The price we pay for this fantastic reduction in time to market is that the health of every app or website is now dependent on the health of a dozen other services. Why, then, is there no easy way to see the health of all those services?
That was the realization I had one Wednesday afternoon a few months ago. I had just spent two hours debugging a problem on a customer's web app involving the Facebook Platform API. After two hours, I Googled for the Facebook API Status page. BAM! There it was. Facebook was reporting a known issue. There was nothing I could do.
I spent the next 48 hours building what I call a Minimum Triable Product: it was a single Sidekiq worker and a collection of Ruby scrapers using Mechanize, each scraping the published service status pages of the services that mattered to me. For example, Github's. I would aggregate these statuses to a single dashboard and send myself notifications when they changed.
There was no signup, no name or logo, not even a web interface at all. My goal was simply to try it myself: prove that the concept could work and would save me time and money.

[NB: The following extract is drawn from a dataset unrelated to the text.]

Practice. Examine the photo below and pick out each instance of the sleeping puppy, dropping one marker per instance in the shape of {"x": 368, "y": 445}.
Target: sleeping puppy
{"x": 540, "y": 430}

I chose Heroku to try out my idea because it was simple and free to start. I unleashed the workers and within a month, I was already saving time and reducing headaches by knowing in advance when services had downtime.
Next, I talked to every developer I knew. Near universal praise for the concept and a flurry of ideas came out of my "MTP". What I had built wasn't a viable product... yet. But it had already been tried and proven useful by a jury of my peers. Now the next step would be to build something viable - the minimum product someone might actually pay for.

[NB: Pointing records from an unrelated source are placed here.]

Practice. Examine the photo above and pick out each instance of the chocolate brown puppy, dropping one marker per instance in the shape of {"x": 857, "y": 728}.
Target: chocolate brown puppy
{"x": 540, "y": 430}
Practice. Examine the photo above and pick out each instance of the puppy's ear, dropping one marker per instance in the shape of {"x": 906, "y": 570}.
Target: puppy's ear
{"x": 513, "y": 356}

Over the next several weeks, I built most of what composes StatusGator. I chose Rails not only because of my almost 10 year love affair with it, but because of the plethora of Ruby Gems which would help me build fast. Devise allowed me to get sign up and authentication done in a matter of minutes. I prefer the syntax of HAML and Sass, because it saves me precious keystrokes in Vim thanks to Tim Pope's plugins.

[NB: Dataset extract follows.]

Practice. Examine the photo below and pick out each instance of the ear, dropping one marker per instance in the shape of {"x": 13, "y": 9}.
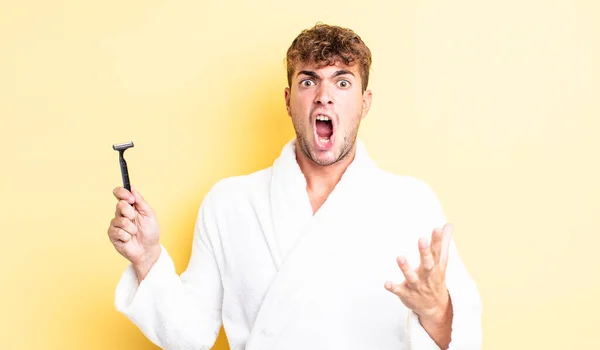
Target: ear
{"x": 367, "y": 99}
{"x": 287, "y": 93}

For a database, I chose Heroku's default Postgres. But not all data lends itself to relational databases. So Redis would form the heart of the StatusGator stack: simple string values store the current status of every service. These are updated by workers every 5 minutes. Redis sorted sets store all the time series data. A complete history of every service's downtime along with each user's unique service subscriptions and history are all stored as Redis sorted sets. To host this, I chose Redis Cloud because of their low entry price point.
I knew historical data would be important, if for no other reason than to help improve the service. When a status page changes, StatusGator saves the page HTML and a screenshot to Amazon S3. The Fog gem makes it very easy and with thousands of events logged, the monthly Amazon bill is still less than $5 per month.
Some services provide APIs for fetching status information, but most do not. For those, scrapers were employed to instantly analyze the logged data and compare known historical data about the page to its current content. Some status pages have complicated unique scrapers. Others, use easy-to-parse pages from services such as StatusPage.io or Stashboard. As status pages are scraped, each service is bucketed into one of 4 statuses: "up", "warn", "down", and "unknown". When a service posts a warning such as "degraded performance", the scraper detects this and records a "warn" status. The two levels of service statuses allow users to fine tune their notifications preferences.
With Stripe and their Checkout product, payment processing was completed in half a day. Integrations with Slack, Flowdock, and HipChat would come eventually, but notifications started simple: emails using SendGrid because their Heroku integration was simple and free. And Twilio because their REST API is so easy to use.
The rest was icing: I built the front end with Bootstrap because it's responsive by default. And everything was wired up with Codeship, because I am obsessed with frequent deployment. I setup a domain name from DNSimple because their UI is brilliant and their SSL cert ordering is so easy.
The resulting app allows anyone to build their own internal status dashboard. Users can share this dashboard with their team and setup notifications so they can be alerted when services post downtime.:
The stack that powers StatusGator has continued to evolve. Our blog is built with Ghost and hosted on DigitalOcean because of its much lower price point for SSL hosting compared to Heroku. Android and iOS apps are in the works using Ionic, a very fast way to build multiplatform mobile apps. The frontend now uses Angular because it can consume the Rails JSON API very easily. Slack, Flowdock, HipChat, and even webhook integrations are now a centerpiece of the service, allowing users to keep their teams up to date on the status of their stack. And the mountains of feature requests, service suggestions, and integration ideas received from users are all logged to Trello.
But the core StatusGator stack remains the same: A collection of tools that allowed the idea to be tested very quickly, for very little money. The tools, services, and hosts will undoubtedly change as StatusGator evolves and scales, but that's the beauty of assembling and reassembling your own stack from today's cloud services.
At least now there is an app to tell you if all those services are working.